Le rachat de SFR passe par des paradis fiscaux

Vivendi a décidé d’entrer en négociations exclusives avec Altice pour le rachat de SFR. Que cache cette holding, une des trois actionnaires de Numéricable ?

Thierry Brun  • 14 mars 2014 abonné·es

L’annonce a sans doute surpris les néophytes du casino boursier , animé par les multinationales de la télécommunication. Dans son communiqué du 14 mars, le conseil de surveillance de Vivendi a annoncé qu’il entrait en négociations exclusives avec Altice , estimant que son offre de rachat de SFR est « plus pertinente pour les actionnaires » que celle de Bouygues . Le nom du câblo-opérateur Numericable Group , qui est pourtant une société anonyme de droit français, n’apparaît pas dans ce communiqué.

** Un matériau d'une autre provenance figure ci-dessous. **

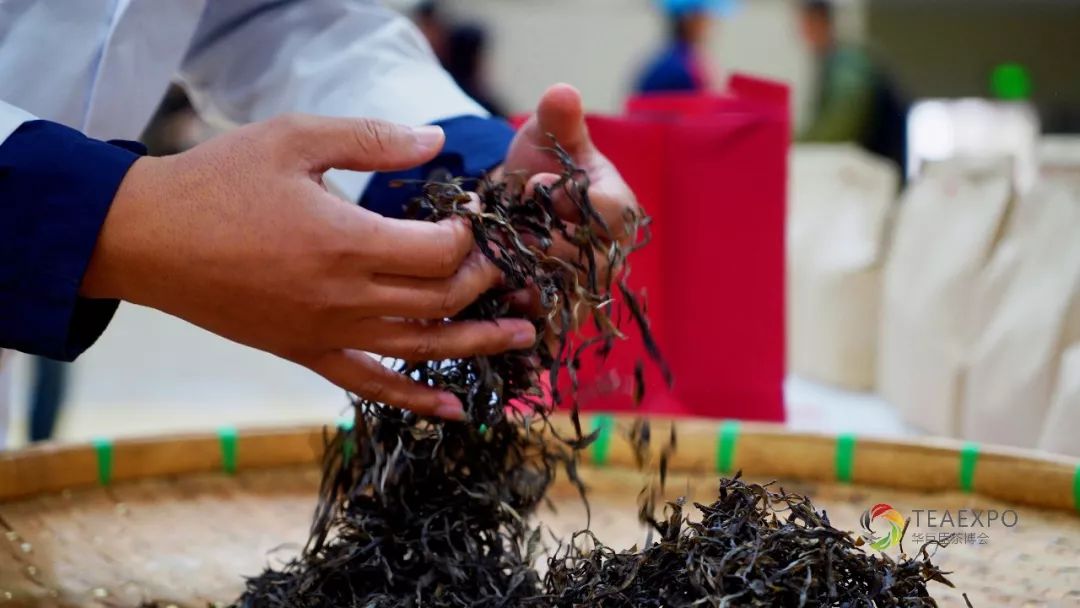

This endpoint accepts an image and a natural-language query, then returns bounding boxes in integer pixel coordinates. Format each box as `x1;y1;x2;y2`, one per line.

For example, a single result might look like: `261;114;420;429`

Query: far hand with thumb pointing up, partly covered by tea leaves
500;84;640;307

Quelle est donc cette entreprise nommée Altice dont l’offre est plus attractive que celle de Bouygues ? Altice, holding cotée à la Bourse d’Amsterdam, a présenté une proposition alléchante, qui nécessite d’importants moyens financiers : elle « prévoit un paiement à Vivendi de 11,75 milliards d’euros, l’attribution de 32 % du capital de l’entité cotée combinée et la sortie de Vivendi selon des modalités programmées » , détaille Vivendi.

Altice Six SA est l’un des trois gros actionnaires de Numericable Group , avec en tête Carlyle et Cinven , des fonds d’investissements américain et britannique qui ont participé activement au montage financier complexe de la multinationale, qui se présente comme « l’unique câblo-opérateur en France » . Les maisons mères de Numericable Group sont en effet Ypso Holding SARL et Altice B2B Lux SARL , deux entités logées au Luxembourg , un paradis fiscal très prisé, et un membre de l’Union européenne qui bataille fermement pour préserver son secret bancaire.

Illustration - Le rachat de SFR passe par des paradis fiscaux - Document fourni en 2013 par Numericable Group à l'Autorité des marchés financiers.

Vivendi compte donc céder SFR à Numéricable Group, dont la principale filiale, Ypso Holding SARL, est dans un paradis fiscal. Cette situation, qui va à l’encontre des déclarations du gouvernement en matière d’évasion fiscale, n’a pas échappé à Arnaud Montebourg , ministre du Redressement productif, qui soutient l’offre de Bouygues depuis plusieurs jours. Apprenant la décision de Vivendi, celui qui fut un député très actif pour lutter contre les paradis fiscaux dans une commission d’enquête parlementaire, n’a pas manqué de relever que l’offre de l’actionnaire Altice posait des problèmes fiscaux et de concurrence.

Évoquant Patrick Drahi , fondateur et dirigeant d’Altice, Arnaud Montebourg a protesté : « Il y a un problème fiscal puisque Numericable a une holding à Luxembourg ; son entreprise est cotée à la Bourse d’Amsterdam, sa participation personnelle est à Guernesey et lui-même réside en Suisse » . Le ministre semble découvrir que le principal câblo-opérateur français est entre les mains de fonds d’investissements et d’Altice, qui ont délocalisé la gestion financière du groupe Numericable vers des horizons fiscaux plus attractifs que l’Hexagone.